Please note this is the second in a series of resources supporting the blood borne virus (BBVs) and sexual health workforce in relation to COVID-19 and mental health or psychological wellness due to the impact of social distancing or isolation. 

  1. Health practitioners are at increased risk of psychological distress, including vicarious trauma and burnout, during pandemics.  
  2. Psychological support should be offered as a normal and expected part of health worker health and safety in response to the additional stresses presented by COVID-19. 
  3. Health practitioners should be supported to prioritise their self-care both to prevent and reduce the risk of psychological trauma associated with COVID 19 
  4. Health practitioners play an important role in both detecting and responding to COVID 19 related distress in other work colleagues.
  5. There are effective strategies to assist health managers and leaders in creating supportive workplaces during times of uncertainty, increased pressure and potential risk.
  • Health practitioners are more important than ever.  COVID-19 has meant health practitioners have had to adjust their practices and learn new ways of working, with new protocols still evolving, whilst continuing to provide crucial services.  Globally COVID-19 has increased anxiety and concerns for health services and health staff.

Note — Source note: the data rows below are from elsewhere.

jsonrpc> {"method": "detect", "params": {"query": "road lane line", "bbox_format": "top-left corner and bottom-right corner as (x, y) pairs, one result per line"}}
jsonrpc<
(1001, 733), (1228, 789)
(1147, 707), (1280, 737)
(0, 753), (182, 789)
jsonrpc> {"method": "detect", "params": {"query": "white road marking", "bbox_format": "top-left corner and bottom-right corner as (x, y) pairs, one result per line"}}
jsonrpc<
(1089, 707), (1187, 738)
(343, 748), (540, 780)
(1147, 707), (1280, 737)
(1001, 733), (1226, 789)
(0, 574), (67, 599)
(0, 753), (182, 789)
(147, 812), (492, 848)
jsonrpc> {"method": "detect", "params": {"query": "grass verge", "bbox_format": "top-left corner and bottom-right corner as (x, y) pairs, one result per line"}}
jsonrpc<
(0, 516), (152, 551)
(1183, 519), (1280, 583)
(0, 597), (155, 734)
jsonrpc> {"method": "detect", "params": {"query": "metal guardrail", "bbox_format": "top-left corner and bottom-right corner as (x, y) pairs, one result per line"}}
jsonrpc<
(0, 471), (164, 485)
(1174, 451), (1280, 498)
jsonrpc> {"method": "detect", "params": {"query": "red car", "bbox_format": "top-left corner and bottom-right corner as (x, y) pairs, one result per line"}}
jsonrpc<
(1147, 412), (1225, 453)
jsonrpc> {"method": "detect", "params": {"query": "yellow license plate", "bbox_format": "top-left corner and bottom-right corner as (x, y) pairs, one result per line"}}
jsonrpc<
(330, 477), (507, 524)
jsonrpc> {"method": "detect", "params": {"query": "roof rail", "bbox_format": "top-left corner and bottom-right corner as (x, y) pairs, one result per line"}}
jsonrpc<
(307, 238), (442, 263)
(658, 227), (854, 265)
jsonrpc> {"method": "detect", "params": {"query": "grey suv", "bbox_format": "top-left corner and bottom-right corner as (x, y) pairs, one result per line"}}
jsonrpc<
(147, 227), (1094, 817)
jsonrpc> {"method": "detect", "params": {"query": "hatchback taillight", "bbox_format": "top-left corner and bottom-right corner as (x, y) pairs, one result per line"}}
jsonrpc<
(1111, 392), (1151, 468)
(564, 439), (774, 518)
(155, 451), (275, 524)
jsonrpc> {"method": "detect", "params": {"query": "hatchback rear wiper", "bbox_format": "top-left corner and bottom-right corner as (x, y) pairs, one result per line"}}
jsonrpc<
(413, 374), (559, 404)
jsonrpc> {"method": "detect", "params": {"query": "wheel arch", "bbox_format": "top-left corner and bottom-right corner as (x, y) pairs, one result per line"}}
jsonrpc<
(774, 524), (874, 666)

While the Australian health care system has not been overwhelmed by COVID-19, health services and health staff remain on high alert and empathise with their overseas colleagues and communities.  
  • The impact on individuals and services has been variable; many report working harder than ever, adapting to new technologies and service provision. However, for some, a lull in demand, due to postponement of non-essential care, and delays in Medicare rebate for telehealth, has meant a reduction in services and income, and threatened business viability.  Conflicting messages, a lack of information and changing protocols have also contributed to this burden.  

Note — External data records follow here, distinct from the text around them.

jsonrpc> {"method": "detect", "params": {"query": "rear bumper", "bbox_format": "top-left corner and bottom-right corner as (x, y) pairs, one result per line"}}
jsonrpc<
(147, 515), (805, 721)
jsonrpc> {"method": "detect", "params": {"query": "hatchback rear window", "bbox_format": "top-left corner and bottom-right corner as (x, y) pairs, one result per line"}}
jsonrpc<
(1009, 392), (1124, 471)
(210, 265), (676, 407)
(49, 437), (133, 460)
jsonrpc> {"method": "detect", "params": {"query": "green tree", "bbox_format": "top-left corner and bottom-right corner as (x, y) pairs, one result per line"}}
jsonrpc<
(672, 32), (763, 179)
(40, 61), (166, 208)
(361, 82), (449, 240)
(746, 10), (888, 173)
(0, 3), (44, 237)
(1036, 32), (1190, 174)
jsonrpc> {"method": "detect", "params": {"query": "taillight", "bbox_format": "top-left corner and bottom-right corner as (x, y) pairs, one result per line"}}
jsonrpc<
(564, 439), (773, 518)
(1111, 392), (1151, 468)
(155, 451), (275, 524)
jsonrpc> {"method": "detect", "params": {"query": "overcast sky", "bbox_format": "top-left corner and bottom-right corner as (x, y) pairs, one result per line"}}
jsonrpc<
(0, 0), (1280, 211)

  • The importance of our primary health providers cannot be underestimated; general practitioners (GPs) may be the first point of community contact for future COVID-19 cases and additional resources for practices, such as community respiratory clinics and testing facilities, have been suggested to assist early detection of cases in the community.   
  • Front-line health practitioners may experience higher anxiety than the general community about contracting viruses during pandemics. Equally affected by anxiety are nurses, and administrative staff (reception staff, practice managers), medical doctors, and allied health practitioners. Other key staff members such as cleaners or ancillary clinic staff will also be affected by anxiety about contracting COVID-19.  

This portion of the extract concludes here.